Bilmelisin ki bu göl diğerinden farklı.

Bilmelisin ki buradaki kurbağa seni beklemiyordur.

Uzattığın yanağa; prenses pembe dudakları ile umut taşımayacak

Belki gözlerini buğulanmasını; yaşadığın hüsranın kirleri toz bulutu gibi saracak.

Nefesin özgürlük kokacak.

Yüreğin akortsuz çalacak.

Düşlerin hücrede yalnız kalan mahkûmun yüreğinin ateşini, kış günü soğuk ıslak battaniye ile söndürmek gibi

Sevdan çaresiz.

Sen yalnız kurt.

Sevdan dağda esir.

Sen kendini kendi sandığında, terk etmiş.

Ve suçlayacak kimsen de yok.

Kuyruğunu geçmişinin sönük bedenine kıstırmış,

Can havliyle “Havar!
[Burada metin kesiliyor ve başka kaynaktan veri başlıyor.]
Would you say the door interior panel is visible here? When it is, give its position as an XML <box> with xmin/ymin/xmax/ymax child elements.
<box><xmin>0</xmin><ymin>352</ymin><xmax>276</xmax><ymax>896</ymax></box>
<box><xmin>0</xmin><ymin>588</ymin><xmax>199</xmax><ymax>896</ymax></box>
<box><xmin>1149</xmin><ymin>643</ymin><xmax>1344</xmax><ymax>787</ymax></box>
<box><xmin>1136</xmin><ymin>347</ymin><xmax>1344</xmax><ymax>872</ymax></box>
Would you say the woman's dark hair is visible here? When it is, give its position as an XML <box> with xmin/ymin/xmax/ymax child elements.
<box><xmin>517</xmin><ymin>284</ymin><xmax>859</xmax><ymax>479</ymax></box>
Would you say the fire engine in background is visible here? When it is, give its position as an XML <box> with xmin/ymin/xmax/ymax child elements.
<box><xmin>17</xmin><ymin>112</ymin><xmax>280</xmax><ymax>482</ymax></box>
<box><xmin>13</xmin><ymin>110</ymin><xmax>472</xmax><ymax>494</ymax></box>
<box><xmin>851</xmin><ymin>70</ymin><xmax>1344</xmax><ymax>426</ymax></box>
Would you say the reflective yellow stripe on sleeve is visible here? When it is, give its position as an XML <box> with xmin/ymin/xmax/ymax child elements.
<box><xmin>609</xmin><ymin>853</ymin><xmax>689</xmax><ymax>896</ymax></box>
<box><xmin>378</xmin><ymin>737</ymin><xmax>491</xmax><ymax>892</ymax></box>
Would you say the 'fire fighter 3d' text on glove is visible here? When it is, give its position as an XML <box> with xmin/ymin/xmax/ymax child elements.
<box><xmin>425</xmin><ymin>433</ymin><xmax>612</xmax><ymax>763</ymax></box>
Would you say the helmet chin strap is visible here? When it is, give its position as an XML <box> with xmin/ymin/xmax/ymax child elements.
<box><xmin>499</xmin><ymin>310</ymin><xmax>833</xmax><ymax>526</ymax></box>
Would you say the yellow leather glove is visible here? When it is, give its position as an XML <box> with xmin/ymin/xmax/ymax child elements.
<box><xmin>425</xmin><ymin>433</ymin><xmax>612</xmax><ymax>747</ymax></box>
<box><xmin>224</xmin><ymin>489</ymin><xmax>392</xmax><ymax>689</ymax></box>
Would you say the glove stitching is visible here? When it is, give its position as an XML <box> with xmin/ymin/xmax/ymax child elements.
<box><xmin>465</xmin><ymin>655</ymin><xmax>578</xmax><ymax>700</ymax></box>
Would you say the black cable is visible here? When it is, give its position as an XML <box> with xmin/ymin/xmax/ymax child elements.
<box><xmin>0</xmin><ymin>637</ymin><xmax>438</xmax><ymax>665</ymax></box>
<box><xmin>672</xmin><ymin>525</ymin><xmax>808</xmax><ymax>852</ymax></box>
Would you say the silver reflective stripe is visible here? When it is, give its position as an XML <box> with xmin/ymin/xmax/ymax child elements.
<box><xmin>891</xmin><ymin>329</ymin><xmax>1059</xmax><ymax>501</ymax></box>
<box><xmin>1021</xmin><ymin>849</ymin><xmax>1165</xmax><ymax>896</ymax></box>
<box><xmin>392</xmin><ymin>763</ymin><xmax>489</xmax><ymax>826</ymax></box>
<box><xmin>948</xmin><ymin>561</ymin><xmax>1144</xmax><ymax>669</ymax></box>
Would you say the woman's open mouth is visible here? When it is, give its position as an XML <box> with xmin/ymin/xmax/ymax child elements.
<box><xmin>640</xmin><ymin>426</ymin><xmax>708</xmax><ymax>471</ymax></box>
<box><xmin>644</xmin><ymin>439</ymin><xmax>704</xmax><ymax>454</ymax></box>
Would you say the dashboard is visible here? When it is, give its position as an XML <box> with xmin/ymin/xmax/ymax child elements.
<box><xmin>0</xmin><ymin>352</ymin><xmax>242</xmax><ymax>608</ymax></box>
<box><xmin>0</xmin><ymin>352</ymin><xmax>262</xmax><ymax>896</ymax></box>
Havar!” diye. 

Koşarsın gelecek sandığın geçmişe.

Aşksızlık ilk susuzluk yaparmış.

Su su diye,

Canını,

Etini,

Tenini ısırarak,

Susuzluğunu gidermeye çalışırsın.

Nafile nafile artık.

Diş izim artık sinene mühür gibi izini çıkarmıyordur.
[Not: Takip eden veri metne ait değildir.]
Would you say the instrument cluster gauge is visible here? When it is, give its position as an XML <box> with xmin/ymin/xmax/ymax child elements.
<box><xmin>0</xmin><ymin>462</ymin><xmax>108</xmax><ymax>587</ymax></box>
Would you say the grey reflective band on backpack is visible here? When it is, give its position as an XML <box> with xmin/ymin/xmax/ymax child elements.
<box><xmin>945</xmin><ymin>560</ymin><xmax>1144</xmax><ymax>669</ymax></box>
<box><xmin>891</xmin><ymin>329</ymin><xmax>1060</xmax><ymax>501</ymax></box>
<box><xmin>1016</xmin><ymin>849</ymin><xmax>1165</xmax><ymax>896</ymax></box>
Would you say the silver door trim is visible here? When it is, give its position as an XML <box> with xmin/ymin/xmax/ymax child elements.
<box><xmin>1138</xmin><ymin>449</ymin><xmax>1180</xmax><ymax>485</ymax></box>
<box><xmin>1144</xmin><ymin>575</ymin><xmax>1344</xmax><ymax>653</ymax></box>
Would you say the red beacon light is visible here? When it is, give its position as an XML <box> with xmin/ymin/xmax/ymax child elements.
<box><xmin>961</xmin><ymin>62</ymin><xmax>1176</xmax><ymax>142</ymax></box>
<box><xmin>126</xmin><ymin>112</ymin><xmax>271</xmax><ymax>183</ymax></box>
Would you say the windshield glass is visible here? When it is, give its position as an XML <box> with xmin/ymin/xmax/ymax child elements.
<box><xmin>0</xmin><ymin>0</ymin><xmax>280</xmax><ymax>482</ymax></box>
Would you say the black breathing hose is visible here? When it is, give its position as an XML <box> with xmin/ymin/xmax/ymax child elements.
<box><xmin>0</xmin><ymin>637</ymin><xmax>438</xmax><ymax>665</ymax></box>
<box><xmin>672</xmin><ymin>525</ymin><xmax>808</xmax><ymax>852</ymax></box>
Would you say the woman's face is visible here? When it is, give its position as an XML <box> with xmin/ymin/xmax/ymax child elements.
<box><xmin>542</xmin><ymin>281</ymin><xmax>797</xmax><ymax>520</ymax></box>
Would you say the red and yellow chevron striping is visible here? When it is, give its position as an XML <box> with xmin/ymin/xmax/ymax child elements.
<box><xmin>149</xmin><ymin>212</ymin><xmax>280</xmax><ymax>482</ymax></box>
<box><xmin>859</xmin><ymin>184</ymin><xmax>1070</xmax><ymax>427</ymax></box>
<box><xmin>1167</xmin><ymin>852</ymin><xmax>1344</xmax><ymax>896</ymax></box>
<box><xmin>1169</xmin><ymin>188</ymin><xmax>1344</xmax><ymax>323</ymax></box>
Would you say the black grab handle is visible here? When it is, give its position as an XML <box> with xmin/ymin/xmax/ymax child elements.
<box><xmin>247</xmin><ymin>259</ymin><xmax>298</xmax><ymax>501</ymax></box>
Çıkmaz yolda, yolunu bularak kompozisyonun konusuydun.

Kaybolmak senin için var olmaktı.

Seni var kılan beyaz tende,

Var olup susuzluğunu gidermekti.

Bir şehir çıkar bedenimden…Ruhum Paydos!

Aşksızlık susuzluğun ilk belirtisidir.

Ya kana kana sensizlik içeceğim.

Ya da sen; bensizlikle susuzluğunu gidereceksin.

Ve sonra teslim olacaksın.

Yaşam seni esir alacak.

Her zaman siyahı seveceksin.

Sonra yığınlaşacak ve kalacaksın.

Bedenini bir mezatta bulacaksın.

Terk edilmiş.

Artık paydos…

Sahipsizlik.

Sensizlik.

Sessizlik.

Bensizlik.

Ve komşusu kabir olan yerde bekleyeceksin

Gözünde mavimsi bir göz yaşı

Ve yanaklarında sille yemekten kızarmış yanağı,

Öpücükten bıkmış gibi.

Sanarak yüzünü dönüp çekip gideceksin.

Yer yüreğim.

Yön ben.

Bulduğun; çıplak bir bedenin mum gibi yanan gözün çırasında kaybolmuş bir hayat.

Bir şehir çıktı, bedenimden…Ruhum Paydos!